So, Antony Gormley is to become a knight - and I get an excuse to write about him.
I really like most of the stuff he does. In fact, "like" is an understatement - I think a lot of it is really great and some of it has influenced my current project, notably his "Field" installations of tens of thousands of clay figures and the many examples of his groups of identical figures.
My current project - "Faces" - will comprise 45 figures, all identical apart from their height and their facial expressions. Actually, I should say 44 ceramic figures and one glass figure, which has no facial expression on it. For current progress please go to:
http://www.peter-heywood.co.uk/work_details.php?id=40&s=0
My son Tom and his wife, Kim, gave me a book on Antony Gormley a couple of years ago and up until now I've focused on the pictures of his work rather than the words between the pictures.

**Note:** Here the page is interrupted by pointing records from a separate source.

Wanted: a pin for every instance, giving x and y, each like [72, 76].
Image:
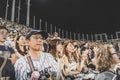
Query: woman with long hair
[20, 45]
[72, 66]
[106, 59]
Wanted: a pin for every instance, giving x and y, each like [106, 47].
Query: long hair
[52, 47]
[66, 53]
[18, 47]
[104, 58]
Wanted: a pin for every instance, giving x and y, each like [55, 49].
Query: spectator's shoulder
[21, 60]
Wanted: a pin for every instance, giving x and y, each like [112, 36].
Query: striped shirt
[22, 68]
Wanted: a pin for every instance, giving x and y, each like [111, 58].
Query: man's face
[36, 42]
[3, 35]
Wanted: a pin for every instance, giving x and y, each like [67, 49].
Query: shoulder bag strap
[30, 62]
[3, 65]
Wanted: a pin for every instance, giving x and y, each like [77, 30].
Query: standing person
[6, 51]
[7, 71]
[20, 46]
[38, 63]
[56, 49]
[72, 66]
[106, 59]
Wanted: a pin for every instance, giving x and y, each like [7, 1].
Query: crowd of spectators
[27, 54]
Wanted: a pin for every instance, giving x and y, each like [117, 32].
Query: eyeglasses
[114, 53]
[38, 37]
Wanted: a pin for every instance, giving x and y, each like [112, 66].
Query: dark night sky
[84, 16]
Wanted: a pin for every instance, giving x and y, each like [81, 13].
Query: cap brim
[33, 32]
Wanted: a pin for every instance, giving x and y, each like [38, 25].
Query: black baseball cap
[33, 32]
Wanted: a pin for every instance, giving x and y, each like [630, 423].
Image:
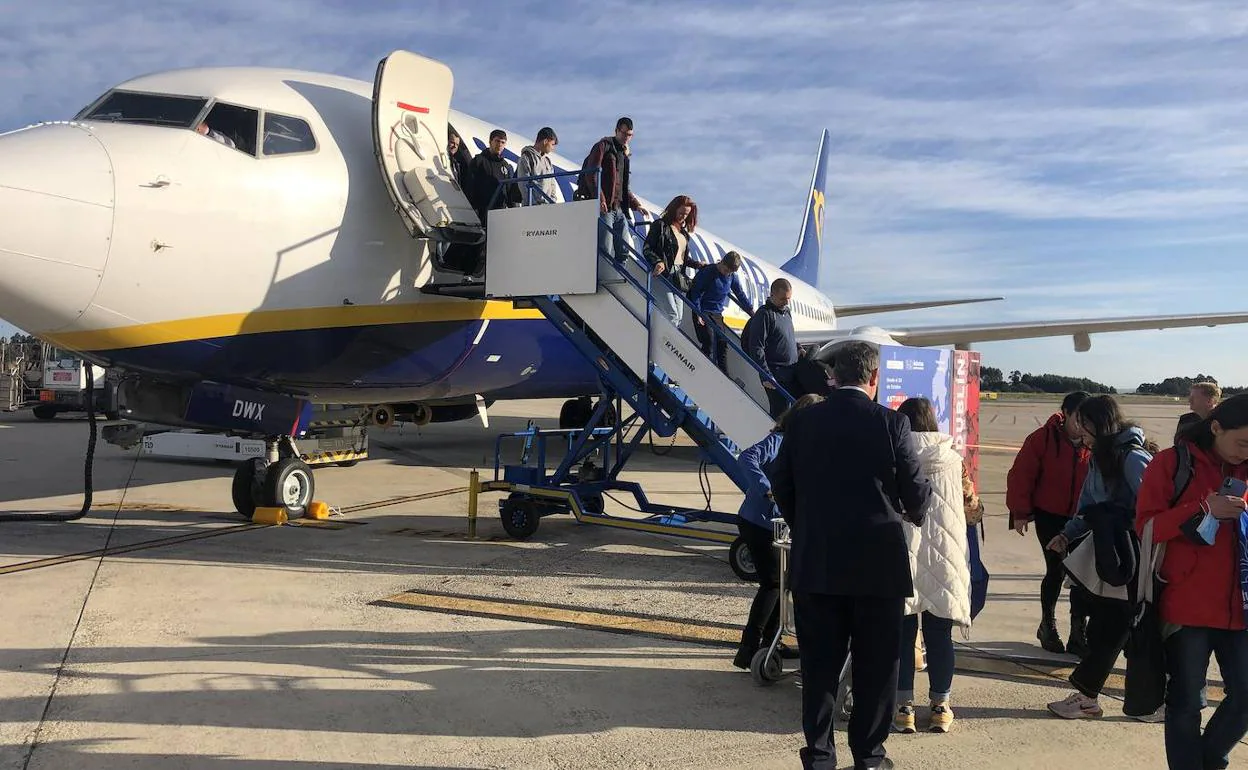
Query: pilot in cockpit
[202, 127]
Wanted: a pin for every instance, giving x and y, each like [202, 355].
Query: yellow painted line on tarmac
[564, 615]
[407, 498]
[995, 447]
[970, 660]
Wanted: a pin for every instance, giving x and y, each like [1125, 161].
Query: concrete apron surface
[177, 637]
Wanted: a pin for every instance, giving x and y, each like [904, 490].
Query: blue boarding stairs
[655, 380]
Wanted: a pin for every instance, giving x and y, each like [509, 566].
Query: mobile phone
[1233, 487]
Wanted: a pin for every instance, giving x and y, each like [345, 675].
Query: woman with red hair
[667, 250]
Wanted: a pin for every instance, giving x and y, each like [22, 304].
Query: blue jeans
[674, 310]
[939, 639]
[610, 235]
[1187, 659]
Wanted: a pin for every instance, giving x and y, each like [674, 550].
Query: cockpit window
[237, 125]
[151, 109]
[285, 135]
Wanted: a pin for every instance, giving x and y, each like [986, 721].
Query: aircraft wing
[844, 311]
[1023, 330]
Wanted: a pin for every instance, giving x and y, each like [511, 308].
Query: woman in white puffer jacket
[940, 563]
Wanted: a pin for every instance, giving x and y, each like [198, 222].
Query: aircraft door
[411, 105]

When I first got the book I was a bit put off by the first lot of words - a conversation between Antony Gormley and E.H. Gombrich (1909-2001) described on the cover as "one of the world's most celebrated art historians".
As a former journalist and editor I approach conversations such as these with caution. To my mind, they are often a lazy way of dealing with a topic. Two people are allowed to ramble on and, perhaps because they're supposed to be famous, little or no effort is made to edit things so some clear messages are delivered.
I thought this was particularly true of the recorded audio conversation between Monika Kinley and Jon Thompson in my previous blog (but I was too polite to say so at the time).
Anyhow, Gormley getting knighted has prompted me to take another look at his book and see whether I'm still irked by its arty-farty text.
Conclusion: This Context of Practice course must be influencing me! The first few pages are really interesting:
It turns out that Gormley read Gombrich's book, The Story of Art, while he was at school, and that's what inspired him! He says it "made the whole possibility of not only studying art but also of becoming an artist a reality for me."
Gombrich starts the conversation by talking about Field, where the clay figures are just roughly human in shape with two finger holes for the eyes in the head.
By pure coincidence, the figures in my Faces project bear some similarity in that they're just a representation of a head and body although I've gone the opposite way in one respect - I'm trying to make the shape of my figures identical and so smooth they look machine-made.
Anyhow, Gombrich says he's interested in the "psychology of perception; if a face emerges from a shape you are bound to see an expression". He goes on to cite a Swiss inventor of a comic strip, Rodolfe Toepffer, who observed that virtually any scribbled face, regardless of how badly it's drawn, is expressive - it conveys meaning.
This is EXACTLY my starting point for my Faces project; I scribbled some faces on a coffee jar, was intrigued by the emotions they conveyed and decided to try and develop the concept in 3D.
So the bottom line is that I'm warming to the thought processes behind Antony Gormley's art in a similar way to me warming to Grayson Perry, following his Reith Lectures and his penetrating observations of taste and class in his previous TV programmes - see my previous blog: http://peter-heywood.blogspot.co.uk/2013/12/taste-and-class.html
As a result, I will make a sustained effort to read the words in Gormley's book - although I wish the book covered the way he made some of his sculptures, in the way that Perry included his sketch books in his "Vanity of Small Differences" book, covering taste/class and the production of his amazing tapestries.
I'll also buy E.H. Gombrich's "The Story of Art" so that I can see what Gormley found so inspirational about it. Maybe it will also help me sound more intelligent on this Context of Practice course.
I wonder whether Grayson Perry will ever be given a knighthood? The thought amuses me because of his female alter-ego.
UPDATE: I managed to buy a second-hand version of "The Story of Art" for 1 penny (plus postage) on Amazon and it arrived today (10th Jan). At first glance I think I'm going to like it.